In the end we didn't have to worry about the crowds – hardly anyone else was stupid enough to walk up the mountain. Most people caught the costly cable car and bus right to the top without dropping an ounce of sweat. Because of this convenience, the path we were on was almost deserted. It was like walking along a dirt track, but on rocks, and it was fairly steep most of the way. A couple of times we tried to take a short cut straight up the volcano, rather than follow the switchbacks. This turned out to be a mistake. Off the well-trodden trail the rocks were so loose that for every two steps we climbed up, we slid back one. It didn’t save us any time or energy. To distract myself from the frustration, I gave my attention to the preponderance of ladybird beetles crawling all over the rocks, doing my best not to step on the cute creatures. I had no idea why they would want to live in such a harsh environment - where did they even get their water and food from?
About halfway up we could finally see the top of Mt Etna, marked by puffs of smoke, giving us some motivation. A couple of hundred metres before our final destination, the path we chose (again, not following the marked trails) went almost vertically up - we couldn't take more than five steps without having to stop and catch our breath. The backwards sliding was relentless, and it took us about half an hour to cover that last 200 metres.
Two and a half hours after starting, we finally made it. My first thought: it was bloody freezing. I had never felt such a cold wind ever in my life. My hands froze instantly, and the rest of my body was quickly following suit. Now that I was up, all I wanted to do was go down again.

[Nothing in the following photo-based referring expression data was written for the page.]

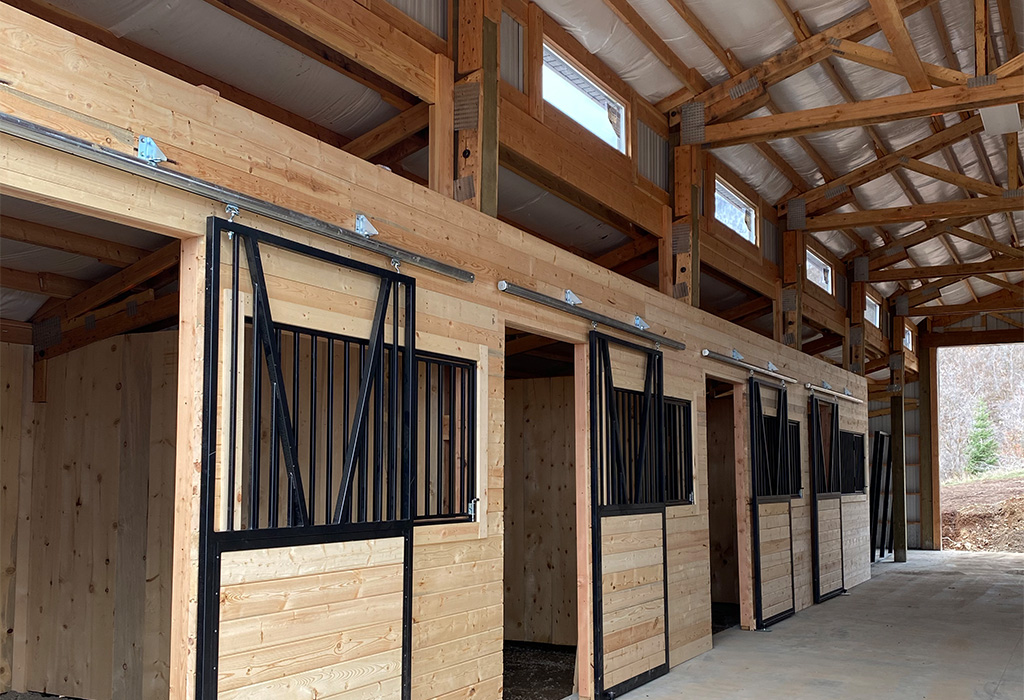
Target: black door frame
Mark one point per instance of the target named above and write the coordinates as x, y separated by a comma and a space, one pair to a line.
761, 464
212, 542
635, 490
833, 481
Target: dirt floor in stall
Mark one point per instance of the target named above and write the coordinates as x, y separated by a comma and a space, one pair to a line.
983, 516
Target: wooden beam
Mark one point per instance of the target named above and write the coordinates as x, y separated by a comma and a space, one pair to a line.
347, 38
391, 133
1000, 264
49, 283
896, 34
120, 282
1011, 305
964, 181
627, 252
981, 37
939, 100
629, 16
107, 252
818, 201
15, 332
146, 314
878, 58
957, 208
960, 338
442, 127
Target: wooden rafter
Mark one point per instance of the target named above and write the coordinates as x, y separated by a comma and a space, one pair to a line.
646, 34
999, 264
884, 60
49, 283
119, 283
957, 208
895, 31
145, 55
964, 181
390, 133
878, 111
332, 38
107, 252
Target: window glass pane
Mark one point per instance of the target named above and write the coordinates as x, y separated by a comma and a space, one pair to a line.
735, 212
872, 312
578, 96
818, 271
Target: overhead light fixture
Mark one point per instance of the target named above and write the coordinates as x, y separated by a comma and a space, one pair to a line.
1001, 119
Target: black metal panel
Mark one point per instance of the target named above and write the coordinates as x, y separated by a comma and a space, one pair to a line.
260, 528
628, 475
825, 480
771, 481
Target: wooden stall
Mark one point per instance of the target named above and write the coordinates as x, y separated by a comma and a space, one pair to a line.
438, 630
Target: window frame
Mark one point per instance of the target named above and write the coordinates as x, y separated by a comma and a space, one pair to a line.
830, 290
626, 136
733, 191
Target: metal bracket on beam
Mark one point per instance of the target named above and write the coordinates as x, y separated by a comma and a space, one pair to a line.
593, 316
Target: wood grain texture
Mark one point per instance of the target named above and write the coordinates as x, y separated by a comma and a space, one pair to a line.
92, 577
540, 512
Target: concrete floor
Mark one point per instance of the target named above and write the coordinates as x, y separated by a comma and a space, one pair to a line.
946, 625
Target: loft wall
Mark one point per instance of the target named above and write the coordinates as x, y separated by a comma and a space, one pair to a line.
89, 476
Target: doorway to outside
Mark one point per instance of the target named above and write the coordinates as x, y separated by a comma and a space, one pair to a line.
540, 519
722, 506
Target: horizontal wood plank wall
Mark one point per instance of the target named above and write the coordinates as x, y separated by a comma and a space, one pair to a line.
776, 566
92, 608
540, 511
829, 542
222, 142
633, 596
275, 606
856, 539
689, 583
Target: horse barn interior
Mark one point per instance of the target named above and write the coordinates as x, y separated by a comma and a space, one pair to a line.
494, 348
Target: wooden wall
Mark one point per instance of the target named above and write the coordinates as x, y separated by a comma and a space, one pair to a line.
92, 479
540, 511
458, 629
722, 501
321, 620
632, 595
776, 565
829, 544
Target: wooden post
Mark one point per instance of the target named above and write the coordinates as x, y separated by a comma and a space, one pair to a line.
441, 148
187, 468
931, 537
792, 299
585, 607
855, 335
897, 362
681, 272
476, 160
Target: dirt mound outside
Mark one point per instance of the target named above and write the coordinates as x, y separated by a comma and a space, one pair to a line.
985, 527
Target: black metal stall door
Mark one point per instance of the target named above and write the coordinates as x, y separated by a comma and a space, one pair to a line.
631, 642
771, 488
308, 449
826, 499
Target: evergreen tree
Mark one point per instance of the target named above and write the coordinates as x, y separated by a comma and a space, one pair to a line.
983, 450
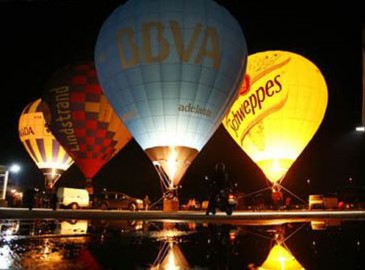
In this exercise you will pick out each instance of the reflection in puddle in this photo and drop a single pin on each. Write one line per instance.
(124, 244)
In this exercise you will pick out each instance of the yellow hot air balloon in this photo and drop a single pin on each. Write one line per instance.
(42, 146)
(280, 258)
(280, 106)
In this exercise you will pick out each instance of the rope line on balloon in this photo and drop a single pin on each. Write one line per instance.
(291, 193)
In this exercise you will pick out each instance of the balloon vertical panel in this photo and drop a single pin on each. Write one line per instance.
(170, 69)
(278, 111)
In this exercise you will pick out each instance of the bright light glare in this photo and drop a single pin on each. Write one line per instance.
(15, 168)
(362, 129)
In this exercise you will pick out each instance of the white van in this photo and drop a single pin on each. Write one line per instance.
(73, 198)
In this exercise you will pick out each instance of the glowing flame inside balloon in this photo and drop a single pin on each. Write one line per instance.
(277, 114)
(172, 164)
(281, 258)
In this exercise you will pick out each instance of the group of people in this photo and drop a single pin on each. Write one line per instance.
(216, 182)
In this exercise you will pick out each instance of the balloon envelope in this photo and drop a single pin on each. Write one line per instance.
(47, 153)
(170, 69)
(82, 119)
(279, 109)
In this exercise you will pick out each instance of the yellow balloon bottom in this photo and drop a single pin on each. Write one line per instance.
(275, 169)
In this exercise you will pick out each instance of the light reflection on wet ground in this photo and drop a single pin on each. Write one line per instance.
(123, 244)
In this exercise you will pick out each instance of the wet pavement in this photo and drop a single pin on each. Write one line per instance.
(181, 244)
(178, 215)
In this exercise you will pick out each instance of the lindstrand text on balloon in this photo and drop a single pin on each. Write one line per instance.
(63, 116)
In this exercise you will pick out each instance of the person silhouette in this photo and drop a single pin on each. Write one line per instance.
(217, 182)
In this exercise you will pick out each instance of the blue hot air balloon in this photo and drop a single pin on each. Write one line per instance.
(171, 69)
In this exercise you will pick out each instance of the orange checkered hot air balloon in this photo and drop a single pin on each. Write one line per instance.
(82, 120)
(47, 153)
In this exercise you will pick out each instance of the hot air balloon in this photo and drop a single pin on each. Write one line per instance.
(171, 69)
(47, 153)
(278, 111)
(82, 119)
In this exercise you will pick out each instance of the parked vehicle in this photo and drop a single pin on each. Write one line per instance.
(117, 200)
(319, 201)
(73, 198)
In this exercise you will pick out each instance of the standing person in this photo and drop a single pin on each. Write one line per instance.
(146, 202)
(217, 182)
(28, 198)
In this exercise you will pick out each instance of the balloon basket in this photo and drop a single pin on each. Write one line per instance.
(170, 205)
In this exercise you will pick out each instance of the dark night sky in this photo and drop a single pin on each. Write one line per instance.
(38, 37)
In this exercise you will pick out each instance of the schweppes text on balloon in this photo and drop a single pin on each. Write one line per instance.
(203, 43)
(266, 96)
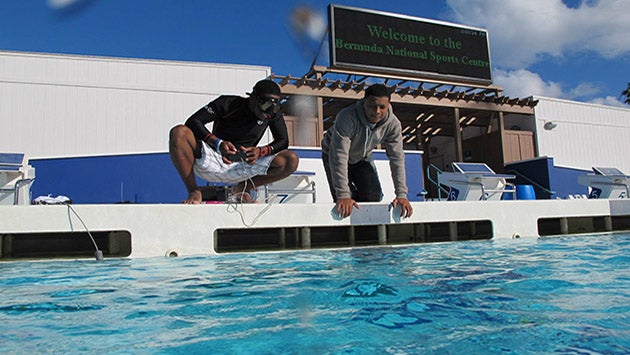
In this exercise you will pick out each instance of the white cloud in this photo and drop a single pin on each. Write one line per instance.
(522, 32)
(523, 83)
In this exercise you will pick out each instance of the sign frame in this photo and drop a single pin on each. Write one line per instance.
(443, 61)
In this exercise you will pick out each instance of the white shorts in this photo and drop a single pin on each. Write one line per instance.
(211, 167)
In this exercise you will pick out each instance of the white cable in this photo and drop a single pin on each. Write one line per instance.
(98, 253)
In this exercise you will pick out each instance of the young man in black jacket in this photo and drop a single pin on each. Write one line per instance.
(229, 153)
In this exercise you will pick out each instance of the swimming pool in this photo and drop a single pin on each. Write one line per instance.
(561, 294)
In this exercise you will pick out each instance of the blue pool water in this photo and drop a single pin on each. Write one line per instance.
(566, 295)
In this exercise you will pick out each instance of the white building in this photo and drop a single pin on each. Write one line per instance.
(582, 135)
(55, 105)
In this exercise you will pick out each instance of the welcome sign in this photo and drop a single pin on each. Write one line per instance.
(374, 40)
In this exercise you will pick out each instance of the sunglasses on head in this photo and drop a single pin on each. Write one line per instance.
(269, 105)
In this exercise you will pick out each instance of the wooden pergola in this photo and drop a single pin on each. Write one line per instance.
(427, 109)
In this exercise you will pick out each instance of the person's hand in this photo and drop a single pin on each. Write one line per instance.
(405, 207)
(345, 205)
(227, 148)
(252, 153)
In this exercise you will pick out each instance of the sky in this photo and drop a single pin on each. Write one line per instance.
(573, 49)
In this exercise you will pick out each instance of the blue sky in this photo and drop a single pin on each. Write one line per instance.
(572, 49)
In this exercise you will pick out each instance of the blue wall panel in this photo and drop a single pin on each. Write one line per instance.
(138, 178)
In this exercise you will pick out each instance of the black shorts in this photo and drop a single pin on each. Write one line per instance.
(362, 180)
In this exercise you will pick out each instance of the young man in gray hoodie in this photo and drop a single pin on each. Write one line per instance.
(347, 153)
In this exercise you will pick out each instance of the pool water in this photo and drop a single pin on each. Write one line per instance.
(567, 295)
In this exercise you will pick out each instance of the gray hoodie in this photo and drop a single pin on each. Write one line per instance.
(351, 139)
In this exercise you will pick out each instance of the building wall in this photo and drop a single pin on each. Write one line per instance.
(63, 105)
(585, 135)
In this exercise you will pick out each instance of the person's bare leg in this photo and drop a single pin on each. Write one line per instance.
(182, 145)
(283, 165)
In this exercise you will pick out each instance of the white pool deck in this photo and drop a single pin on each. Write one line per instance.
(179, 230)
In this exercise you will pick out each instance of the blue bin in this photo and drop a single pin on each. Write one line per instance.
(525, 192)
(509, 194)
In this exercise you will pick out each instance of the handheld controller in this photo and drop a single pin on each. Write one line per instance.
(237, 157)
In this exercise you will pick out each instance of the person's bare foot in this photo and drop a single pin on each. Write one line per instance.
(194, 198)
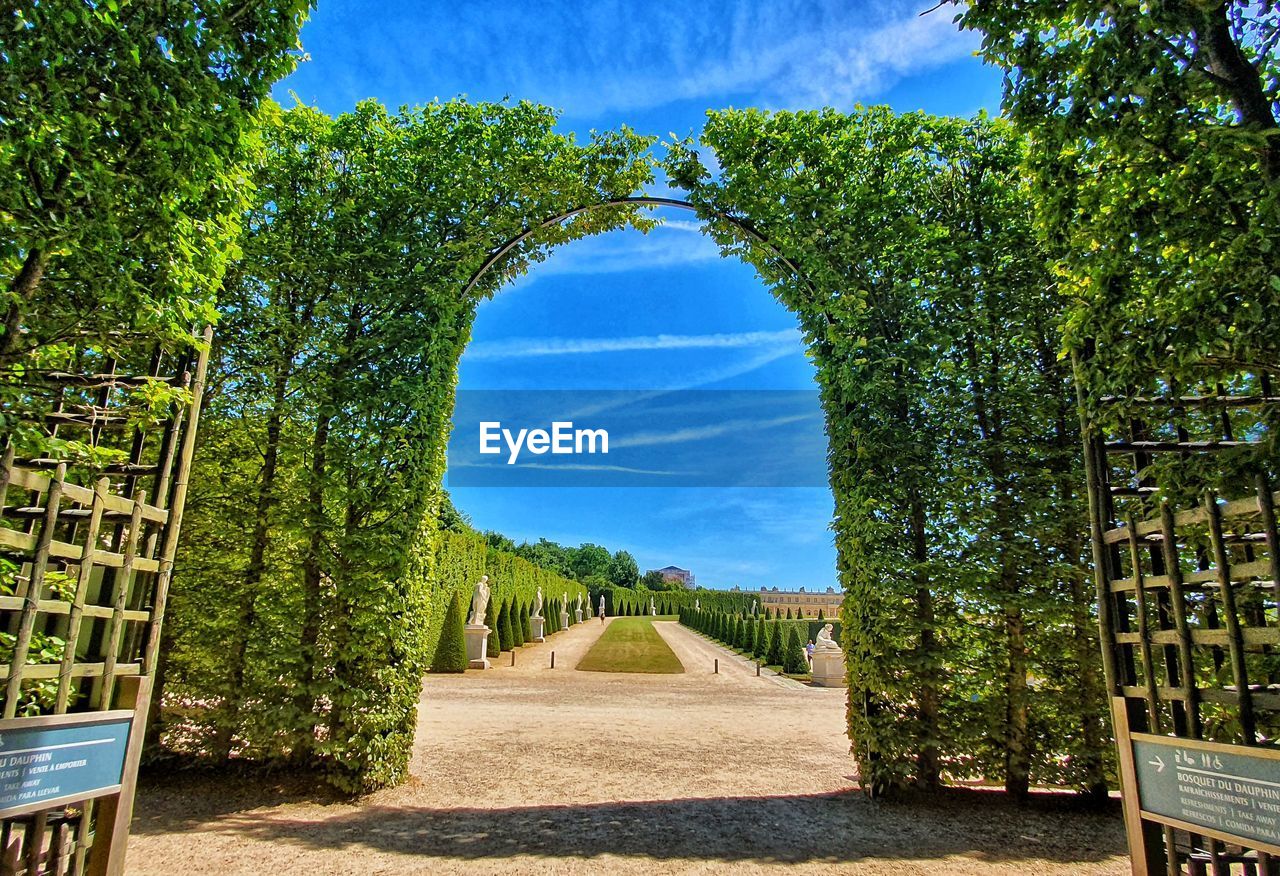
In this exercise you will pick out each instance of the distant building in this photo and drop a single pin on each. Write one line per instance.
(682, 576)
(801, 602)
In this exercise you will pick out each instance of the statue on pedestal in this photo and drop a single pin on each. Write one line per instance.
(480, 602)
(824, 642)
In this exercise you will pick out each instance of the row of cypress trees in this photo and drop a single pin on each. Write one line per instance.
(773, 642)
(510, 629)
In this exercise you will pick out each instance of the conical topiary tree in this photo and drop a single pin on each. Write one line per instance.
(493, 644)
(451, 651)
(792, 655)
(508, 635)
(773, 657)
(517, 625)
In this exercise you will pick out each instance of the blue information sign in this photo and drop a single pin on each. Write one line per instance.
(59, 760)
(1229, 790)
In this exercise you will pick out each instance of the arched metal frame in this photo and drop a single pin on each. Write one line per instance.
(639, 200)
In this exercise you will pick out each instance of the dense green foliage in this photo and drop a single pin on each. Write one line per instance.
(631, 644)
(1156, 169)
(305, 603)
(451, 651)
(794, 660)
(124, 132)
(931, 316)
(940, 264)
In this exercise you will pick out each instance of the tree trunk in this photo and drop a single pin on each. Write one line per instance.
(312, 571)
(927, 765)
(1243, 85)
(1016, 737)
(247, 615)
(22, 290)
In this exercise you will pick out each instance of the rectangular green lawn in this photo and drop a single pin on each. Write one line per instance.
(630, 644)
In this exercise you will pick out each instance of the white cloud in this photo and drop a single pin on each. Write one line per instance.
(703, 433)
(620, 55)
(780, 342)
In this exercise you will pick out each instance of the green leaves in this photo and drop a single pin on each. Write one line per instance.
(931, 320)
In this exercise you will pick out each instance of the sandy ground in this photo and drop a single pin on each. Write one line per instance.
(531, 770)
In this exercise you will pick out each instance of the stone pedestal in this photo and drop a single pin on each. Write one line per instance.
(828, 669)
(478, 643)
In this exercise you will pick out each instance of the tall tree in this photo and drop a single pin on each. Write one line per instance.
(124, 129)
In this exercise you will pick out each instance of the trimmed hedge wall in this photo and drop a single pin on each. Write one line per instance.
(764, 639)
(461, 559)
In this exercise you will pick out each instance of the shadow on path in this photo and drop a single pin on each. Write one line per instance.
(833, 827)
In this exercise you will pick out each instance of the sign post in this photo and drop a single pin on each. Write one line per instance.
(1230, 793)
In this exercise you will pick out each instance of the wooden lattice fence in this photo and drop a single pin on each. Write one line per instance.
(88, 529)
(1187, 560)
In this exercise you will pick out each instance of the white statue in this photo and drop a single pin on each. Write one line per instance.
(824, 642)
(480, 602)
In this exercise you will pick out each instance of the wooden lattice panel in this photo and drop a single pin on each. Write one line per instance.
(87, 539)
(1189, 584)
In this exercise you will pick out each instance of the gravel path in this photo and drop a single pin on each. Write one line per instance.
(531, 770)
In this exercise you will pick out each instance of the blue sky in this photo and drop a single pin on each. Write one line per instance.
(600, 314)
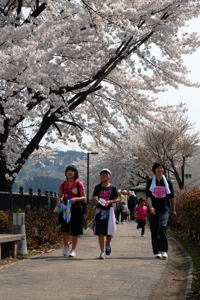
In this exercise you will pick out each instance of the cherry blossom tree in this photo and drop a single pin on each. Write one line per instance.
(174, 146)
(174, 143)
(69, 67)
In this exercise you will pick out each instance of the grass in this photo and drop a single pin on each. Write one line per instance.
(192, 247)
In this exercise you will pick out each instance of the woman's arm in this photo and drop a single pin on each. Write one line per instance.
(151, 208)
(59, 200)
(81, 198)
(173, 207)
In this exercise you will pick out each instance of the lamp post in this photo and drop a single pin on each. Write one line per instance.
(88, 158)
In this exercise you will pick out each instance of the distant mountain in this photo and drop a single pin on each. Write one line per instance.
(34, 176)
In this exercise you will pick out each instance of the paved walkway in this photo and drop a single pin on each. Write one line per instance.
(130, 272)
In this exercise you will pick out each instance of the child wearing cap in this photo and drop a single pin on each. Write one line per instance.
(74, 191)
(140, 213)
(104, 221)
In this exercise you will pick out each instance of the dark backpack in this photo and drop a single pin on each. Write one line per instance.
(81, 204)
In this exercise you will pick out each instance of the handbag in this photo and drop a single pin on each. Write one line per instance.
(56, 209)
(83, 207)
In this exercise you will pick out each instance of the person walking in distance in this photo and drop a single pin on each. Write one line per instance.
(74, 191)
(159, 193)
(119, 207)
(141, 213)
(105, 194)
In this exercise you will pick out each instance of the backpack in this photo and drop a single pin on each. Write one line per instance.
(81, 204)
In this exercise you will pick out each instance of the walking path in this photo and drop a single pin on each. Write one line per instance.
(130, 272)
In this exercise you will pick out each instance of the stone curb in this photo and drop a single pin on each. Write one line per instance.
(190, 271)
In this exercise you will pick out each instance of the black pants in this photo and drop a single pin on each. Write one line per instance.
(141, 224)
(119, 211)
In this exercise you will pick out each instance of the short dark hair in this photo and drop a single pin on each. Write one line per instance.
(156, 165)
(73, 168)
(141, 199)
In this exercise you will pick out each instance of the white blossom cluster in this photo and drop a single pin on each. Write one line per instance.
(85, 66)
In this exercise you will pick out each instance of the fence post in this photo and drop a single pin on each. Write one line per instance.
(31, 193)
(19, 228)
(21, 192)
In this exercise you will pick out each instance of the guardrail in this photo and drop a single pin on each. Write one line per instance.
(12, 200)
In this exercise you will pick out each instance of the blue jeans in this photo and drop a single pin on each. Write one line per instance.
(119, 211)
(158, 227)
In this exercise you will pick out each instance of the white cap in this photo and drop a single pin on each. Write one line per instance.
(106, 170)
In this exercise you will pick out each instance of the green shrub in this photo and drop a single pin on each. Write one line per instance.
(6, 222)
(188, 209)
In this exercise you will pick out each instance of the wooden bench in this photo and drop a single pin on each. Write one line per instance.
(8, 244)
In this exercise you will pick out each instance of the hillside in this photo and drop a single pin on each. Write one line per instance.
(49, 177)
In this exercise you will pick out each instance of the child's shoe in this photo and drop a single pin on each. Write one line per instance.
(65, 250)
(102, 255)
(108, 249)
(72, 253)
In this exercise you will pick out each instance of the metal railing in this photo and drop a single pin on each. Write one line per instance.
(13, 200)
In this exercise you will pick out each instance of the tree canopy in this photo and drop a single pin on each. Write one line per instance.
(76, 66)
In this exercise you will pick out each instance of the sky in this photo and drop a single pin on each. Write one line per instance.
(189, 96)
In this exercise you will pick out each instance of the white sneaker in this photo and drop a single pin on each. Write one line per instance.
(158, 255)
(72, 253)
(65, 250)
(164, 255)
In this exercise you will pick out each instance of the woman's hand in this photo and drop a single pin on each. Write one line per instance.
(94, 198)
(59, 202)
(174, 214)
(152, 210)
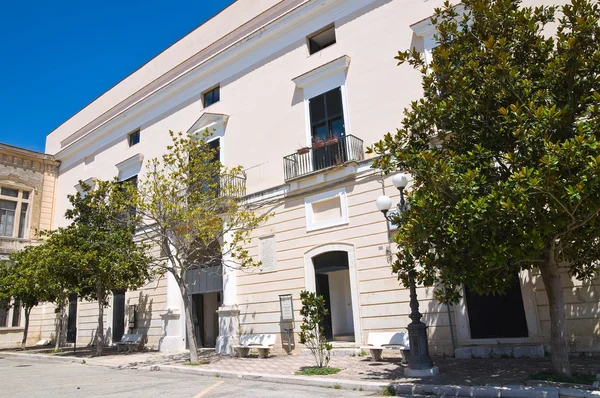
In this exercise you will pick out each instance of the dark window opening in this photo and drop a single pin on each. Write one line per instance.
(134, 138)
(72, 318)
(321, 39)
(211, 96)
(3, 314)
(16, 314)
(118, 315)
(497, 316)
(131, 212)
(328, 129)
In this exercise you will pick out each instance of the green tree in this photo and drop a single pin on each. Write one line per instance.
(503, 148)
(189, 206)
(312, 333)
(28, 280)
(98, 252)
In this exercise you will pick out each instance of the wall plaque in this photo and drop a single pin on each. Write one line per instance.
(267, 254)
(287, 307)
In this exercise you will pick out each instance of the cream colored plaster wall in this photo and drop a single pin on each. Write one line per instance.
(383, 303)
(150, 301)
(582, 310)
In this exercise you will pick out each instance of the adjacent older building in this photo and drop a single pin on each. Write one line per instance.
(27, 181)
(294, 91)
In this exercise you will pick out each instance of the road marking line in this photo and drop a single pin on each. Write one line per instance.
(209, 389)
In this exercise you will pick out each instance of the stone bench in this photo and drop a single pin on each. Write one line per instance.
(379, 341)
(131, 341)
(262, 342)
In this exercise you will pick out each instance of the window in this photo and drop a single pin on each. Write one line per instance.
(14, 204)
(211, 96)
(134, 137)
(16, 314)
(327, 115)
(3, 314)
(10, 315)
(321, 39)
(326, 209)
(131, 212)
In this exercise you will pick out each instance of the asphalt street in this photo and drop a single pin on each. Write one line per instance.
(21, 377)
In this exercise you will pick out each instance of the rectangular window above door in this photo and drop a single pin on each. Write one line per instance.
(327, 115)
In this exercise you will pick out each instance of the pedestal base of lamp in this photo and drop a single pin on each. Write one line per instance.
(408, 372)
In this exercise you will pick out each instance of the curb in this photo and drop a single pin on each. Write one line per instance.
(45, 356)
(297, 380)
(400, 388)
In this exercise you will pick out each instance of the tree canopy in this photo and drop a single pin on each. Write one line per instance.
(190, 208)
(504, 153)
(98, 252)
(28, 279)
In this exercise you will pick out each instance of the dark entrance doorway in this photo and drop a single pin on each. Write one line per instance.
(72, 318)
(322, 281)
(118, 315)
(497, 316)
(332, 281)
(206, 319)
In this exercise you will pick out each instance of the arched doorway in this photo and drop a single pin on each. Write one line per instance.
(330, 272)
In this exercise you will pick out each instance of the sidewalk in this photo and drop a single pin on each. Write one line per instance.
(506, 375)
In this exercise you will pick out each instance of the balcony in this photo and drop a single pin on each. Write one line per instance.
(323, 155)
(232, 186)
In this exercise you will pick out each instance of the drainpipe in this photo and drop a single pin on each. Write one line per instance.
(451, 327)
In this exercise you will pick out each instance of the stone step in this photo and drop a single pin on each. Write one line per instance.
(337, 351)
(500, 351)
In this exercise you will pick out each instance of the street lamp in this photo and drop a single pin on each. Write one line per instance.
(420, 363)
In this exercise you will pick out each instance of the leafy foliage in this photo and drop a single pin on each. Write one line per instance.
(312, 333)
(190, 209)
(97, 253)
(318, 371)
(503, 148)
(28, 279)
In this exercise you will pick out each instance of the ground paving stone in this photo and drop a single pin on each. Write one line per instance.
(453, 371)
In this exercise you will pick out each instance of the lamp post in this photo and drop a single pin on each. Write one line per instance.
(420, 363)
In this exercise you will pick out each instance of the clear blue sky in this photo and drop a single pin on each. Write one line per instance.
(58, 56)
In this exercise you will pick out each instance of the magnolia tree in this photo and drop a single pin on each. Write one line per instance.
(189, 207)
(97, 253)
(503, 148)
(312, 333)
(28, 279)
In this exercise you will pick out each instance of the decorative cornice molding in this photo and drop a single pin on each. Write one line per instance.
(133, 161)
(426, 28)
(309, 78)
(207, 121)
(269, 31)
(21, 160)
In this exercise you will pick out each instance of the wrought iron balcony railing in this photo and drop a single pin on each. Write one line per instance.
(232, 185)
(323, 155)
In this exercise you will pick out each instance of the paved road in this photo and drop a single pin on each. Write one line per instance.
(37, 378)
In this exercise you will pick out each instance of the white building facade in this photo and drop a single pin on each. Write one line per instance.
(294, 90)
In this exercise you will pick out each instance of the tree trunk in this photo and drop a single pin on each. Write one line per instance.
(27, 312)
(59, 327)
(100, 333)
(558, 323)
(189, 327)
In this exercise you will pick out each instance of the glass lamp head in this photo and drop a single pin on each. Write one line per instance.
(383, 203)
(400, 181)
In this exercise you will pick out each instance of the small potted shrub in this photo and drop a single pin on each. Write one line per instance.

Although we weren’t allowed to climb to the actual summit, we did arrive at a crater with sulphurous smoke wafting about. The top wasn’t too far away though, where smoke was pouring out – it was a pity we couldn't get closer to the action. Blanketing the surface were metallic, charcoal-coloured rocks, reflecting as though someone had painted one side with silver paint. Danny thought it was like walking on the moon (like he knows). We wandered around several non-smoky craters, where there wasn’t much to see but we acted like it was fascinating along with all the other tourists. With little to hold our attention and the chilling conditions, it wasn’t long before we commenced our descent.
We reached the bottom in roughly two hours, sliding down most of the way (Lonely Planet: eight hours. Us: four and a half hours). At the base we rewarded ourselves with a strong drink and more arancini, feeling we burned enough calories to justify the treat. We briefly explored the numerous souvenir stores, all selling tacky, overpriced objects made out of volcanic rock. Too exhausted to bother with shopping, we headed back to the van and drove down the mountain.
Our next destination was Syracuse, on the south east coast of Sicily, fighting through heavy traffic to make it before dark. After buying food for dinner we collapsed in the van, not moving for the rest of the night. I'm sure our bodies would feel the pain tomorrow.